The pub itself is located on residential Regent Street, just one block and four residences from arterial road The Parade. Ten local residents complained at the Council meeting, in July, offering that the DA didn’t give them the “necessary level of confidence” in the new arrangement.

Peter and Jenny Hurley operate nearly a dozen Hotels in South Australia. Peter is President of AHA|SA, and furthering a long hospitality career garnering many accolades, including lifetime achievement by both the South Australian and National branches of the AHA, is also an outspoken advocate for the industry.

2017 was a typical year for the Hurley Group, picking up AHA|SA awards for Best Entertainment Venue (Alma Hotel), Best Bar Presentation & Experience – Country (Port Lincoln Hotel), and Best Mid-Range Accommodation (Tonsley Hotel).

2017 also saw changes to the Development Regulations Act 2008, excluding commercial properties from requiring Development Approval for the purposes of “carrying on of low impact entertainment on premises”.

This follows from the 2015 amendment to the Liquor Licensing Act 1997, which removed the requirement for venues to seek consent for live music up until midnight – an initiative specifically intended to bolster South Australia’s live music industry.

The Hurleys are now appealing to the Environment, Resources and Development (ERD) Court, seeking the removal of time and type restrictions on its live music, and longer trading hours on Sundays for the newly created outdoor area.

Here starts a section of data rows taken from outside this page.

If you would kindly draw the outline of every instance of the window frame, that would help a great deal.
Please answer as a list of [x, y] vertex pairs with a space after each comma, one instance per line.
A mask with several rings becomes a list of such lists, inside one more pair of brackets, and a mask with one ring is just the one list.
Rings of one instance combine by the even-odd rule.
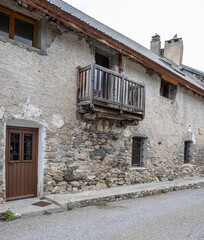
[[[18, 18], [18, 19], [20, 19], [24, 22], [33, 24], [33, 44], [32, 44], [32, 47], [36, 47], [36, 42], [37, 42], [37, 21], [36, 20], [25, 17], [25, 16], [23, 16], [19, 13], [8, 10], [8, 9], [3, 8], [1, 6], [0, 6], [0, 12], [3, 12], [5, 14], [9, 15], [9, 38], [12, 39], [12, 40], [14, 40], [14, 35], [15, 35], [15, 18]], [[25, 43], [23, 43], [23, 44], [25, 44]]]
[[[164, 96], [164, 94], [163, 94], [164, 86], [167, 87], [167, 89], [168, 89], [167, 96]], [[160, 95], [162, 97], [169, 98], [169, 86], [170, 86], [170, 84], [167, 81], [161, 79]]]
[[184, 142], [184, 164], [192, 163], [192, 151], [193, 151], [193, 142], [185, 141]]

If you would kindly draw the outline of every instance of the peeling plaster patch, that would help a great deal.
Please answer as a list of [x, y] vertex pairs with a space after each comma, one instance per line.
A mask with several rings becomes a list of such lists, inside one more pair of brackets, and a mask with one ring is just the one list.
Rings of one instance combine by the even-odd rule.
[[123, 135], [124, 137], [129, 137], [131, 136], [131, 131], [129, 129], [125, 129]]
[[3, 116], [4, 116], [4, 108], [1, 107], [1, 108], [0, 108], [0, 119], [2, 119]]
[[64, 125], [64, 121], [60, 115], [52, 115], [52, 124], [57, 127], [61, 128]]
[[42, 111], [38, 107], [35, 107], [32, 104], [23, 106], [23, 112], [27, 118], [32, 118], [32, 117], [39, 118], [40, 115], [42, 114]]

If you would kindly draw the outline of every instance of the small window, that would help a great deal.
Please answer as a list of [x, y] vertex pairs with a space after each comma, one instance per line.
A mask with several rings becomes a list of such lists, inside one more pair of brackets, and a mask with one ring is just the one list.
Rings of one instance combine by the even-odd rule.
[[193, 142], [184, 142], [184, 163], [188, 164], [192, 161]]
[[133, 137], [132, 140], [132, 165], [144, 167], [146, 165], [147, 138]]
[[175, 99], [177, 86], [161, 79], [160, 95], [169, 99]]
[[36, 46], [36, 21], [0, 7], [0, 35]]
[[163, 97], [169, 98], [169, 84], [165, 81], [161, 81], [160, 94]]

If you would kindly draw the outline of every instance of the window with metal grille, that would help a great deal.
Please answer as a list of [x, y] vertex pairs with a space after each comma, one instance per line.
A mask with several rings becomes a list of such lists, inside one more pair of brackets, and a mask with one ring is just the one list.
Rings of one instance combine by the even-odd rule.
[[160, 95], [169, 99], [175, 99], [177, 86], [161, 79]]
[[132, 165], [142, 166], [142, 138], [138, 138], [138, 137], [133, 138]]
[[192, 160], [192, 148], [193, 142], [185, 141], [184, 142], [184, 163], [188, 164]]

The Messenger reports consultant Julie Jansen documenting that the music volume would be appropriate managed.

“The entertainment proposed … would not result in an adverse impact on the owners and occupiers of properties (near the pub).”

The ERD has agreed to allow two Kensington residents to join in as support for the Councils, and has ordered the two sides meet at the end of October for out-of-court mediation.